Salammbô aux Colombes
George Antoine Rochegrosse (1859-1938), peintre, Vers 1895.
Dreux, musée d’art et d’histoire Marcel-Dessal
© Dreux, musée d’art et d’histoire Marcel-Dessal
George Antoine Rochegrosse s’inspire d’une scène précise du Salammbô de Flaubert pour peindre ce tableau. On y voit Salammbô alanguie, désespérée d’avoir vu le zaïmph, le voile sacré de la déesse Tanit, patronne de Carthage, à qui elle voue un culte.

« Enfin, lasse de ses pensées, elle se levait, et, en traînant ses petites sandales dont la semelle à chaque pas claquait sur ses talons, elle se promenait au hasard dans la grande chambre silencieuse. Les améthystes et les topazes du plafond faisaient çà et là trembler des taches lumineuses, et Salammbô, tout en marchant, tournait un peu la tête pour les voir.

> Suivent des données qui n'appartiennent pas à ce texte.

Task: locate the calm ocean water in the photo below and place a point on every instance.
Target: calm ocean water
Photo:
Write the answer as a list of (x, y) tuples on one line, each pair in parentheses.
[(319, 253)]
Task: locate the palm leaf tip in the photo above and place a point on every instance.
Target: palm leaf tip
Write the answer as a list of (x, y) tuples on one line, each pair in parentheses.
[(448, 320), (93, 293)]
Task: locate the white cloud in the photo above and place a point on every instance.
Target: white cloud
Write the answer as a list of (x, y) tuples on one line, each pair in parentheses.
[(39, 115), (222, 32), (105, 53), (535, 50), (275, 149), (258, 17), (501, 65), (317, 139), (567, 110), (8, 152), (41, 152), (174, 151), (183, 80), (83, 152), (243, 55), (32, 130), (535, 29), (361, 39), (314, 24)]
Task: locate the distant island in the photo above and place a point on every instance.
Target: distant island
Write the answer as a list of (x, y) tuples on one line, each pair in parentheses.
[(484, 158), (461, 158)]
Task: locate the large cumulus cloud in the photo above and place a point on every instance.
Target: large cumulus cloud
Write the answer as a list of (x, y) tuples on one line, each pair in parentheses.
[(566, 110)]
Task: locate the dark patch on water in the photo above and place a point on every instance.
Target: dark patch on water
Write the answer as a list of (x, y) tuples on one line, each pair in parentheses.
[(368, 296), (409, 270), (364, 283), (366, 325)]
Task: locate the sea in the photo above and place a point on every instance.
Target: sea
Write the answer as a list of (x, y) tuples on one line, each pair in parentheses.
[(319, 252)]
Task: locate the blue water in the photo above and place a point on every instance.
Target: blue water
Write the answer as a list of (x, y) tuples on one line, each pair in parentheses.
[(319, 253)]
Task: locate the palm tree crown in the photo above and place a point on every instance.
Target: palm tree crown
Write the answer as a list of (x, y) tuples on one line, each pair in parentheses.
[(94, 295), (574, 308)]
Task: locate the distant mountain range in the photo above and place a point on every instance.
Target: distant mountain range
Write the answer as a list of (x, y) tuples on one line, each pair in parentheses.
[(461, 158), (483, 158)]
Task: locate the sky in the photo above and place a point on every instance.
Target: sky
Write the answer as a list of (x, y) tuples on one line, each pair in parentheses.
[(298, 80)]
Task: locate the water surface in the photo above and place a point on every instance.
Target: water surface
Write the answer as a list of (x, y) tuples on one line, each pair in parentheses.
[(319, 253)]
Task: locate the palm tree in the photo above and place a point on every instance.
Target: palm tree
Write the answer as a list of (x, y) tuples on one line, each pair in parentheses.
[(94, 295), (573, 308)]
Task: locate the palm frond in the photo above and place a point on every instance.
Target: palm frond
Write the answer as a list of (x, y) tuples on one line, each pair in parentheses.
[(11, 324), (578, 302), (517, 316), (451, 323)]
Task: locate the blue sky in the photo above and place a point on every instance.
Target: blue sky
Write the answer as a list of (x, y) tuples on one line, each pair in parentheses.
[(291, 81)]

Elle allait prendre par le goulot les amphores suspendues ; elle se rafraîchissait la poitrine sous les larges éventails, ou bien elle s'amusait à brûler du cinnamome clans des perles creuses. Au coucher du soleil, Taanach retirait les losanges de feutre noir bouchant les ouvertures de la muraille ; alors ses colombes, frottées de musc comme les colombes de Tanit, tout à coup entraient, et leurs pattes roses glissaient sur les dalles de verre parmi les grains d'orge qu'elle leur jetait à pleines poignées, comme un semeur dans un champ. Mais soudain elle éclatait en sanglots, et elle restait étendue sur le grand lit fait de courroies de bœuf, sans remuer, en répétant un mot toujours le même, les yeux ouverts, pâle comme une morte, insensible, froide ; — et cependant elle entendait le cri des singes dans les touffes des palmiers, avec le grincement continu de la grande roue qui, à travers les étages, amenait un flot d'eau pure dans la vasque de porphyre. »

Gustave Flaubert, Salammbô, chapitre X, 1862.